Quantifying the Effects of Residential Infill Redevelopment on Stormwater
We analyzed discrete, time-weighted samples to determine how contaminant concentrations changed over the course of 15 storms. We also collected stormwater samples from the three study sites during from May 2018 through August 2019 and analyzed them for various constituents including nutrients, metals, fecal indicator bacteria (FIB), total suspended solids (TSS), and dissolved and total organic carbon.
We analyzed the first flush at each basin. This initial surface runoff from a rainstorm results in the “first flush‑ effect,” which is the discharge of high levels of pollutants from storm sewers to surface waters during the initial stages of storm runoff. The seven discretely analyzed storms did, in fact, show evidence of the ‑first flush effect for nutrients and TSS, but not for total dissolved solids (TDS), conductivity, pH, and FIB. Peak rainfall intensity and total rainfall depth also showed significant, but weak, correlations with some nutrients and metals.

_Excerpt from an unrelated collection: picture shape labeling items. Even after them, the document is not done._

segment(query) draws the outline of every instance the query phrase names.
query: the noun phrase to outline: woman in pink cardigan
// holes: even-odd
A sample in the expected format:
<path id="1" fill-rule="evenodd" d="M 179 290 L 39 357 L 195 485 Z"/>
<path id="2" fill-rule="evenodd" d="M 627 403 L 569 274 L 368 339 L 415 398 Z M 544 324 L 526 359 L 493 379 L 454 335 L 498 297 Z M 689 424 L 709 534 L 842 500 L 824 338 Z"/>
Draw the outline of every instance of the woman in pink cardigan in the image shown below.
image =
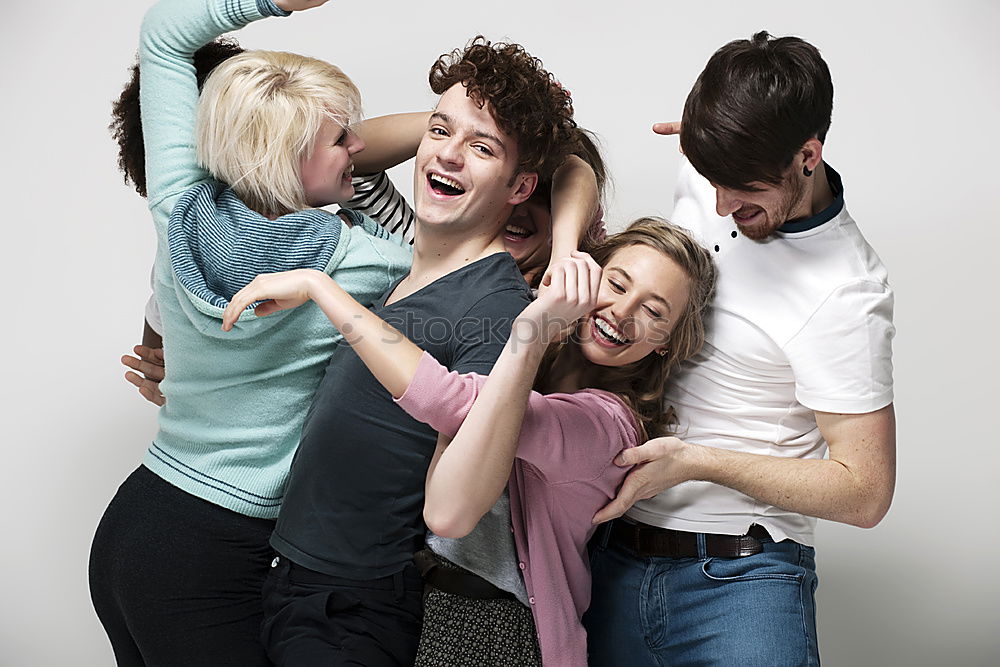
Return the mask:
<path id="1" fill-rule="evenodd" d="M 574 253 L 550 268 L 488 377 L 449 373 L 317 271 L 258 276 L 232 299 L 223 327 L 256 301 L 269 299 L 257 315 L 315 301 L 399 405 L 441 434 L 427 476 L 430 530 L 465 536 L 509 485 L 541 661 L 584 665 L 592 518 L 628 472 L 615 456 L 667 432 L 664 385 L 702 345 L 714 284 L 703 248 L 641 219 L 592 257 Z M 421 650 L 418 664 L 441 657 Z"/>

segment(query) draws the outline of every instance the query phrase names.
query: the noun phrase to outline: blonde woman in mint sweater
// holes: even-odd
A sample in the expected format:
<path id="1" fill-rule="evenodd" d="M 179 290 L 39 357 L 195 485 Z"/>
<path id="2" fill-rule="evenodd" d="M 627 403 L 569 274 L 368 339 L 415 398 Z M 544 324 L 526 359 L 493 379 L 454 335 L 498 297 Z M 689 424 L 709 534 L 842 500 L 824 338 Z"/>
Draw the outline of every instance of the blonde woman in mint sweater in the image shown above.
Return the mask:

Discretely analyzed storms showing evidence of the first-flush effect for phosphorous and ammonia at the Central Basin, evidence of the first-flush effect for TSS at the West Basin, and no evidence of the first-flush effect for TDS at the East Basin.
Another key analytical parameter was the event mean concentration (EMC). This flow-weighted average concentration of an entire rainfall runoff event indicates the reduction in pollutant concentration due to a given stormwater treatment. Although no significant differences in EMC values were found among the three basins, local-scale EMCs were higher than traditional city wide standards, particularly for some metals and nutrients. This was most likely because of the significantly greater imperviousness of the studied urban basins compared to the city averages. The significant difference between local EMCs and the established city-wide values indicates that city-wide EMC values are not rigorously applicable to smaller portions of a city experiencing noticeable land cover changes or infill redevelopment, which mainly occurs at the neighborhood scale.
Most important, this finding suggests that local-scale stormwater sampling provides a more accurate picture of non-point source pollution from urban areas than do currently used city‑wide EMC values. These insights show how locally focused stormwater monitoring can aid data-driven decision making by city planners where redevelopment occurs at local “neighborhood scales” and affects future management related to green infrastructure and water-quality regulations.
The entire results of our study are available in the paper “Quantifying the Effects of Residential Infill Redevelopment on Urban Stormwater Quality in Denver, Colorado,” published by the Journal of Water.